Some analysts claim political tensions in the Middle East have added $5/bbl to near-term oil prices. Others maintain that the falloff of Iraq's oil production in recent months is more responsible for that price hike than any risk of US military action against Iraq (OGJ Online, Sept. 12, 2002). However, traders apparently are convinced that a major portion of that so-called war premium will remain in place, pending total elimination of the threat of conflict that could potentially disrupt Middle East oil supplies.
The October contract for benchmark US light, sweet crudes fell 92¢ to $28.85/bbl Thursday on the New York Mercantile Exchange. The November position dropped 87¢ to $29.03/bbl. Heating oil for October delivery plunged 2.39¢ to 76.58¢/gal, while unleaded gasoline for the same month lost 2.01¢ to 78.54¢/gal.
US refiners produced a record amount of gasoline and heating oil over the past 8 months, with gasoline stocks now 4% higher than average for this time of year, the American Petroleum Institute said in a special report to Congress.
The October contract for natural gas gained 7.9¢ to $3.33/Mcf "after bouncing off key support at $3.19(/Mcf)" Thursday on NYMEX, said analysts at Enerfax Daily.

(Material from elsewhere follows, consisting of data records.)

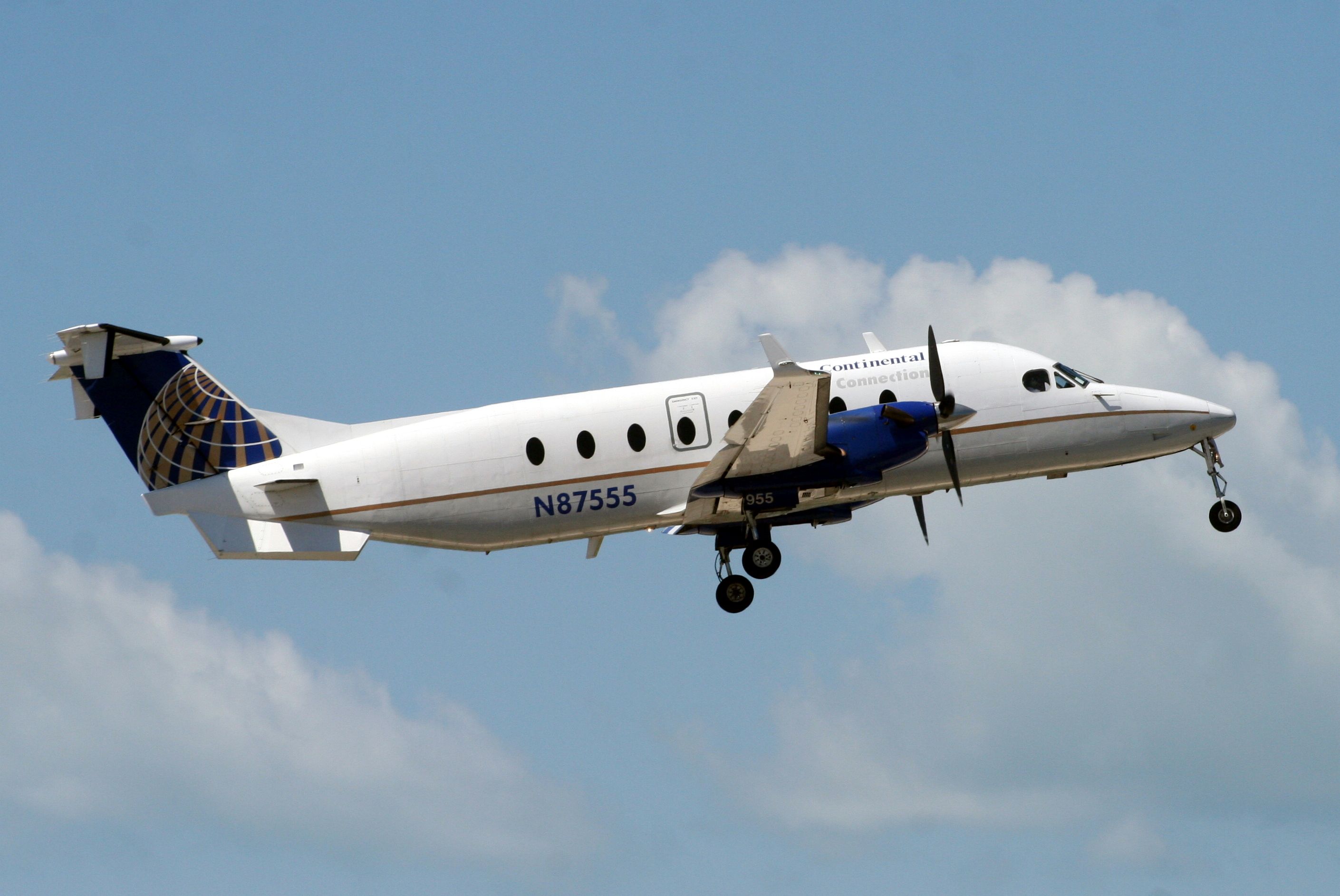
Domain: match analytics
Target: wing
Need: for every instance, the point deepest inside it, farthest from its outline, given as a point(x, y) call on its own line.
point(784, 428)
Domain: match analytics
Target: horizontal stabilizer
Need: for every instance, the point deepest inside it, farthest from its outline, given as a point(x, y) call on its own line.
point(238, 539)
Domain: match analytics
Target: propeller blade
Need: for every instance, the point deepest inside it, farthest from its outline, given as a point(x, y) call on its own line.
point(937, 376)
point(946, 441)
point(921, 516)
point(898, 415)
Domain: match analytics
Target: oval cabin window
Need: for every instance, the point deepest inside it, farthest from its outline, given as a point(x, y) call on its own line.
point(535, 452)
point(586, 444)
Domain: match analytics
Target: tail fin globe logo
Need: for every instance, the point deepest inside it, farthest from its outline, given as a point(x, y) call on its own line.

The US Energy Information Administration early Thursday reported 74 bcf of natural gas was injected into US underground storage last week, up from 65 bcf the previous week. That reduced the year-over-year surplus to 182 bcf?313 bcf over the 5-year average?with total US gas storage now at 2.86 tcf.
Robert Morris at Salomon Smith Barney Inc., New York, said Thursday that US imports of Canadian gas were down 2% during the first 8 months of 2002. Gas production in western Canada declined 1% during the same period, "despite a ramp-up in volumes from the significant Ladyfern discovery," he said. "Importantly, Ladyfern has begun to decline from its peak rate of around 0.65 bcfd, and we expect this decline to accelerate with volumes down as much as 50%, on average, in 2003 relative to this year."
In London, the October contract for North Sea Brent oil closed at $27.73 Thursday on the International Petroleum Exchange, down 66¢ for the day after trading in a range of $27.48-28.59/bbl. The October natural gas contract lost 3.5¢ to the equivalent of $2.69/Mcf on IPE.
The average price for the Organization of Petroleum Exporting Countries' basket of seven benchmark crudes dropped 40¢ to $27.23/bbl Thursday.